Radantrieb lohnt sich ab Hängen von fünf Prozent Neigung und ab Flächen über 500 m². Für ebene Standard-Privatgärten ist der Aufpreis von 100 bis 200 Euro selten gerechtfertigt — der Mäher rollt mit eigenem Schwung über die Fläche, der Schiebewiderstand bleibt moderat.
Wer einen Hanggarten oder mehrere terrassierte Ebenen hat, sollte allerdings nicht sparen. Ohne Radantrieb wird das Mähen oberhalb von acht Prozent Neigung schnell anstrengend, und bei nassem Gras wird es gefährlich. Stihl, Bosch und Einhell bieten in der 36-Volt-Klasse alle Modelle mit Radantrieb.
Eine günstigere Alternative für Bestandskunden des Stihl AkkuSystem PRO ist der RMA 443 C als Body-Only-Version ohne Akku* — wer schon Stihl-Akkus für andere Geräte hat, spart hier rund 200 Euro.
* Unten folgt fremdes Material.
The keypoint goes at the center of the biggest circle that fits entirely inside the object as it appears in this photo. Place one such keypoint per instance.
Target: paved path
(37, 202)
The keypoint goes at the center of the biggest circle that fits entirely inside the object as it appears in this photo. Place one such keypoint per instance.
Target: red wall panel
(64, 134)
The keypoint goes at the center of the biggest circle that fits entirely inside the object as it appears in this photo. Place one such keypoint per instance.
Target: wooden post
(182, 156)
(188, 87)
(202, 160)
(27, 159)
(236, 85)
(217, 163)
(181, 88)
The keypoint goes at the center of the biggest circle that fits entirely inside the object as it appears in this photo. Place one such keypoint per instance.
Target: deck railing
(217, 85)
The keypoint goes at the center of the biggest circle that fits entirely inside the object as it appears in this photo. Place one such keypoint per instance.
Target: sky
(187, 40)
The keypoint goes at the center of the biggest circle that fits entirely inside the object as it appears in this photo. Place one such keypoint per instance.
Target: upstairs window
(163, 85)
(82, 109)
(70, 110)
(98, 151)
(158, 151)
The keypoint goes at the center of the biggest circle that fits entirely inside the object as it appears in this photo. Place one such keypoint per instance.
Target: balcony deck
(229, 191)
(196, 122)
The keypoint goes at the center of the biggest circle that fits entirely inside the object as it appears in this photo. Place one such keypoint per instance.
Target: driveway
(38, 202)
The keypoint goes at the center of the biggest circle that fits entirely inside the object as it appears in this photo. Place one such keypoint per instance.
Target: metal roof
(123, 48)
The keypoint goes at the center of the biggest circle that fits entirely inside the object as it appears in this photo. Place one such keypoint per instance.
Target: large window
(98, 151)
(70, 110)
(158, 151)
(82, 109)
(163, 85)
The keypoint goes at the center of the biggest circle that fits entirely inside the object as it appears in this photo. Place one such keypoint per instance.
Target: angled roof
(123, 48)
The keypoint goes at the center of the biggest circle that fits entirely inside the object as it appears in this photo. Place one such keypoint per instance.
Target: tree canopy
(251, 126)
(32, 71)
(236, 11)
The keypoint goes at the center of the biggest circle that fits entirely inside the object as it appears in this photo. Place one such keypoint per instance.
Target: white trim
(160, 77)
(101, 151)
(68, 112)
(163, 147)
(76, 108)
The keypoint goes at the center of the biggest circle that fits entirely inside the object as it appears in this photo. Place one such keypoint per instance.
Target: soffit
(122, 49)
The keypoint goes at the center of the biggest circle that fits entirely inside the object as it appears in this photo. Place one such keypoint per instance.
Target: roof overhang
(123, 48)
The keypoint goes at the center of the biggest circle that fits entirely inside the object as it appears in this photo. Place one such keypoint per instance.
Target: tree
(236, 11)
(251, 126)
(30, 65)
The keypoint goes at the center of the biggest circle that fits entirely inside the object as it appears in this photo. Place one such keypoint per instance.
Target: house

Ein unterschätzter Faktor beim Akku-Mäher-Kauf: die Akku-Kompatibilität zu vorhandenen Garten-Geräten. Wer schon eine Akku-Heckenschere oder einen Akku-Trimmer derselben Marke besitzt, sollte beim Mäher zwingend bei derselben Marke bleiben. Dasselbe Prinzip gilt für Werkstatt-Akkugeräte — der Bosch-Professional-Akkuschrauber im Vergleich 2026 teilt sein AmpShare-Akku-System mit über 200 weiteren Profi-Geräten. Die Akku-Systeme sind herstellerspezifisch nicht kompatibel, und ein einzelner Akku kostet meist 60 bis 130 Euro extra. Ein Stihl-Bestandskunde, der einen Bosch-Mäher kauft, zahlt am Ende oft 200 bis 400 Euro mehr — und schleppt zwei Ladegeräte und mehrere Akkus mit sich herum. Diese System-Bindung kompensiert in der Praxis sogar einen 80-Euro-Modell-Preisaufschlag bei der Marke der Bestandsakkus. Wer das Konzept noch weiter denkt, kann den Akku-Mäher zusätzlich durch einen Mähroboter ohne Begrenzungsdraht ergänzen oder ersetzen — bei Grundstücken über 600 m² oft die zeitlich effizientere Lösung.
Welcher Akku-Rasenmäher passt für große Gärten über 800 m²?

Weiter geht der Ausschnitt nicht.